Tu ciągną drzwiami i oknami
Imprezy z okazji Dnia Seniora w Jankowicach mają to do siebie, że zawsze jest więcej chętnych niż miejsc.
Tak było i w tym roku. Seniorzy z trzech sołectw: Jankowic, Rudy Kozielskiej i Rud, spotkali się 19 listopada w jankowickiej świetlicy. Atmosfera sprzyjała wspomnieniom, wesołym pogaduszkom, żartom. Gości bawił Eugeniusz Loska. Z każdej wsi zaproszono 50 osób. Więcej nie byłoby gdzie pomieścić. – Ludzie dzwonią do mnie o wiele wcześniej, pytają o tę imprezę, chcą tu przyjść – mówi Sylwester Larysz, sołtys Rud. Sytuację może poprawić budowana właśnie hala w Rudach, która będzie przeznaczona m.in. na takie właśnie spotkania. – Myślę, że za jakiś rok, dwa, spotkamy się już w Rudach – zapewnił seniorów Henryk Machnik, sołtys Jankowic. Podziękował też paniom z KGW, które jak co roku zadbały o to, by na stołach nie zabrakło kołacza i innych przysmaków. Wśród gości byli też rudzcy księża. Ks. wikary Mariusz Babula zachwycił swoim pięknym śpiewem, a ks. proboszcz Rafał Wyleżoł rozbawił seniorów swoimi „wicami”.
Tego dnia okazja do świętowania była podwójna. Medalem za długoletnie pożycie małżeńskie uhonorowano Marię i Rudolfa Szendzielorzów z Jankowic, którzy w tym roku obchodzą złote gody. Pobrali się 28 września 1959 r. Pani Maria miała wtedy 18 lat, a pan Rudolf – 25. – Poznaliśmy się w pociągu, jak jeździliśmy do roboty – wspomina pani Maria. Po ślubie oboje pracowali w tartaku w Rydułtowach.
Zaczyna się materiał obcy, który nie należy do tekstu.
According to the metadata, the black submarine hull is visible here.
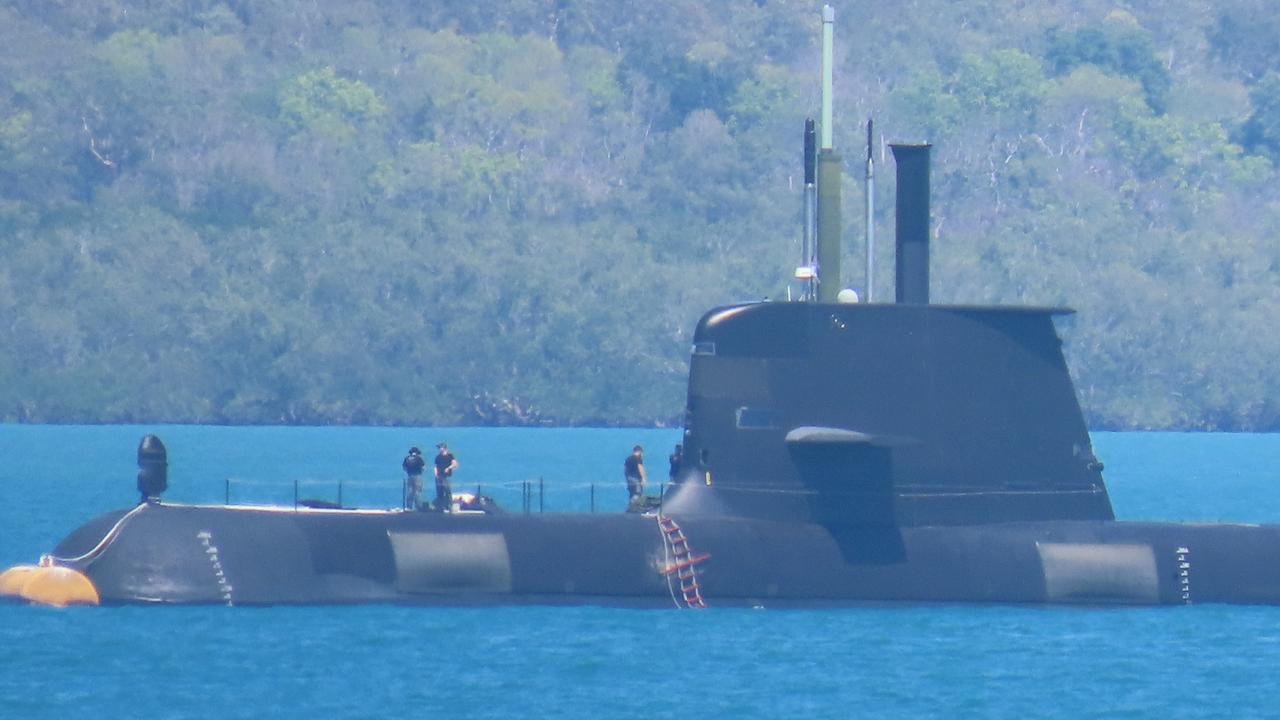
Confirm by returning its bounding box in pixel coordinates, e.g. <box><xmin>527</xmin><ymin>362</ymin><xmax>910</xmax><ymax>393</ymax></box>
<box><xmin>55</xmin><ymin>503</ymin><xmax>1280</xmax><ymax>607</ymax></box>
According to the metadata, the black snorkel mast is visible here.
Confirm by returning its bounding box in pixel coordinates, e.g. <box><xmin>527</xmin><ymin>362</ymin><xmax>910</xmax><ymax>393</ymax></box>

Na świat przyszło dwóch synów. Dziś Szendzielorzowie cieszą się też z wnuczki i czterech wnuków. – W życiu jest roztomaicie, nie zawsze świeci słońce. Ale trzeba jeden drugiemu ustępować – twierdzi pani Maria. Małżonkowie najbardziej są zadowoleni z tego, że zdrowie im dopisuje. – Jak jest zdrowie, to jest chęć i do roboty, i do wszystkiego – mówią.